AN historic pavilion could be knocked down after being branded “unsightly”.

The pavilion, along with the Braintree and Bocking Recreation Ground, on John Ray Street, were donated to residents of the district in 1927 by William Julien Courtauld.

A planning application has been submitted by trustees to knock down the pavilion.

The pavilion is classed as a “non-designated heritage asset of high significance”.

This means it is a building with a degree of significance and this must be considered in any planning decision.

Although the pavilion is in a poor condition, it is not deemed to be in a state of disrepair.

The application, submitted by Edward Paisley Associates, states that removal of the pavilion would “enhance the appearance of the site by removing unsightly structures.”

Braintree Council’s historic buildings consultant strongly objected to the proposal.

The objection said: “The demolition of the pavilion would result in the loss of a non-designated heritage asset of high local significance. I therefore strongly object and advise Braintree Council to refuse consent in accordance with both national and local heritage policies.

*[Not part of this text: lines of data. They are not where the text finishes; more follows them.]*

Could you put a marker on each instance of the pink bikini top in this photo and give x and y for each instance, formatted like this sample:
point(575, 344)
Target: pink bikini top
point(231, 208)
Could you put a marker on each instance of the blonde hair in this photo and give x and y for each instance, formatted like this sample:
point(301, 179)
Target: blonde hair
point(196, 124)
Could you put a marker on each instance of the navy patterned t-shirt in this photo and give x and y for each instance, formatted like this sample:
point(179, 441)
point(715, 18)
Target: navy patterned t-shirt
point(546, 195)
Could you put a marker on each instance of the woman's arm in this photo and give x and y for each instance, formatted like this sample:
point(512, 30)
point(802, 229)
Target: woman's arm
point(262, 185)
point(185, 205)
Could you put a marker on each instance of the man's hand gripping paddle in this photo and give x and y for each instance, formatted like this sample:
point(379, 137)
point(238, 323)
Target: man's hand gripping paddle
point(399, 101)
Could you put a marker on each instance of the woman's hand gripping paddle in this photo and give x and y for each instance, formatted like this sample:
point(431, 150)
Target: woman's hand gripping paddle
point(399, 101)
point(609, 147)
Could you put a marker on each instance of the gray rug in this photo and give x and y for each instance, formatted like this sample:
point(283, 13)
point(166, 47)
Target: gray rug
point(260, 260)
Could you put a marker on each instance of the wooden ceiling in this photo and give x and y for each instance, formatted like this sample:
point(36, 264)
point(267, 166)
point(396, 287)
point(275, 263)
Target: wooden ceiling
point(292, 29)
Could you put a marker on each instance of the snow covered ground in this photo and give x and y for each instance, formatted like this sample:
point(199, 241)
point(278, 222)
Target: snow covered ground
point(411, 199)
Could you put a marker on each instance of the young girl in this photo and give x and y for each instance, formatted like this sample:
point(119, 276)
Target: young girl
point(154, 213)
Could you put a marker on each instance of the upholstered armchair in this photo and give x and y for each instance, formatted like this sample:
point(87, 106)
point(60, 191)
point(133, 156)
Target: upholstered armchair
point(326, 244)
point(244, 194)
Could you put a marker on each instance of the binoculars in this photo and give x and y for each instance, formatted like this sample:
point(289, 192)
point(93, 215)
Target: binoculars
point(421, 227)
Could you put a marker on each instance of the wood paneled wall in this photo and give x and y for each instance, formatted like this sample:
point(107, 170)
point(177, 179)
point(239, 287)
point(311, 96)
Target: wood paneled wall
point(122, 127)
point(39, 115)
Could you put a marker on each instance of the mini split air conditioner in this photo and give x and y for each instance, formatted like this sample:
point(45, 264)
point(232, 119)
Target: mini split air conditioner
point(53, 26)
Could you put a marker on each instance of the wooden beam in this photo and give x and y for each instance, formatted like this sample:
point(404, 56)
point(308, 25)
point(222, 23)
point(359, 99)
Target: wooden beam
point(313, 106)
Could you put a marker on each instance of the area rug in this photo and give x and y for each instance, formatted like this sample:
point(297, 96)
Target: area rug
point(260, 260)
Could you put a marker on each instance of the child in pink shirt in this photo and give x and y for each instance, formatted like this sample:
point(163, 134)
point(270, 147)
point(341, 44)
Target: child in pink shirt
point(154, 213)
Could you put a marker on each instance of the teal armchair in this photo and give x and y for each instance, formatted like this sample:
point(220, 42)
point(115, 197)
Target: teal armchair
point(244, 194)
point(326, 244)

“While in poor condition I do not consider the heritage asset beyond reasonable repair and advise the applicant to enter into pre-application discussions with the local planning authority at their earliest opportunity.”

Chairman of trustees, Shaun Dedman, believes trustees would look to replace it in the future.

He said: “We had replied for renewal of the hoardings around the pavilion but this was rejected.

“So the hoardings have to come down, and the pavilion is in such a bad state we had no other options.

It is not fit for purpose at the moment.

“In the future, we would look to replace and upgrade the pavilion so it can be used by a wider range of the public, but that would be reliant on money of course.”